Imhotep was the Egyptian architect, physician, statesman and chief minister to Djoser, the second king of Egypt's third dynasty who reigned 2630-2611 B.C.
Imhotep is reputed to be a contributor to the 1600 B.C. papyrus acquired by Edwin Smith in Luxor in 1862. Translated in 1930, the Edwin Smith Papyrus is one of the oldest of all known medical reference manuscripts detailing human anatomy as recorded by ancient surgians.
Among the growing examples of Biblically offensive legislation, unplanning parenthood has been executed as a legal way to avoid the reponsibility of nurturing human offspring since the trial of Roe vs. Wade. Invasive pre-birth infanticide from bygone civilizations has yet to be uncovered as common practice. Indeed, the two reasons people who live in impoverished societies have several children is infant mortality and the fact that, even at an early age, a child can beg or work to support the family.

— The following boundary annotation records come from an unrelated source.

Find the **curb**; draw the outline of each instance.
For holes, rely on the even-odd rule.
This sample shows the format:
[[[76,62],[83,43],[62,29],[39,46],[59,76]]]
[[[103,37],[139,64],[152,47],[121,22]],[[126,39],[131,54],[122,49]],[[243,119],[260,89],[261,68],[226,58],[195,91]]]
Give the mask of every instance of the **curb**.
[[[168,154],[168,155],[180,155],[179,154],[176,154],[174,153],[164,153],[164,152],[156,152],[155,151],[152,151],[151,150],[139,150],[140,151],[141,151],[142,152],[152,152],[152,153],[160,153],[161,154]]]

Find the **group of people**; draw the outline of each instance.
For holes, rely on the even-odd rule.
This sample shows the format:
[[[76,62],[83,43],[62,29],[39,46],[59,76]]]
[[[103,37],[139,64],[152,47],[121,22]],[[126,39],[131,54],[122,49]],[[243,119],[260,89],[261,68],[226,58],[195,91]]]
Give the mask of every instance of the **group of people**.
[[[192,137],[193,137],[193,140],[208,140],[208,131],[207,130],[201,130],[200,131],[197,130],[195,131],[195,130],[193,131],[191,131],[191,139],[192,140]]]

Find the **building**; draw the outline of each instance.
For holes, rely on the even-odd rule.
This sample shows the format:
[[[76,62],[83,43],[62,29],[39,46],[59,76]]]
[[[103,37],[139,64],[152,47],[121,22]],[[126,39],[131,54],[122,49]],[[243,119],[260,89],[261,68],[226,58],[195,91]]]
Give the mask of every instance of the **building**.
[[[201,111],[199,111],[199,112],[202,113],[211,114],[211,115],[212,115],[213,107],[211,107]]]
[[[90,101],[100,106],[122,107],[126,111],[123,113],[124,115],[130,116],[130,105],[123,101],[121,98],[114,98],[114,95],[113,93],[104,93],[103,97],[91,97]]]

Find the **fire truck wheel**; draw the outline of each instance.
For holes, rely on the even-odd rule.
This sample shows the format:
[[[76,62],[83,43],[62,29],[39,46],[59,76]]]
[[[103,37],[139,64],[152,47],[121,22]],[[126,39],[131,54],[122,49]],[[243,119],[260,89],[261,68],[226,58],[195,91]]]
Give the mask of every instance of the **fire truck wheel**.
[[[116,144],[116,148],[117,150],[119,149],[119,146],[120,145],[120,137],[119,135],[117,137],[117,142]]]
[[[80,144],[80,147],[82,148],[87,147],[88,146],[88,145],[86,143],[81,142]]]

Ancient Egypt and the age of the Pharoahs seem a world away from the evolved society of our modern day democratic republics. Yet, the medical experiments of those ancient days pale in comparison to the contemporary barbarism of peddling the harvested organs from the carcuses of aborted human fetuses as a means to fund one's lifestyle.
While there are cultures that consider monkey brains a culinary delecacy, and poverty has driven the starving to ingest virtually anything that can reduce hunger pangs, is it too far from pagan feasting to think canabalism of the unborn is more than a recipe away? Really?
Will we citizens of the United States of America turn a blind eye to sacrificing humans as a means to fulfill the dream? Or, is this another progressive nightmare?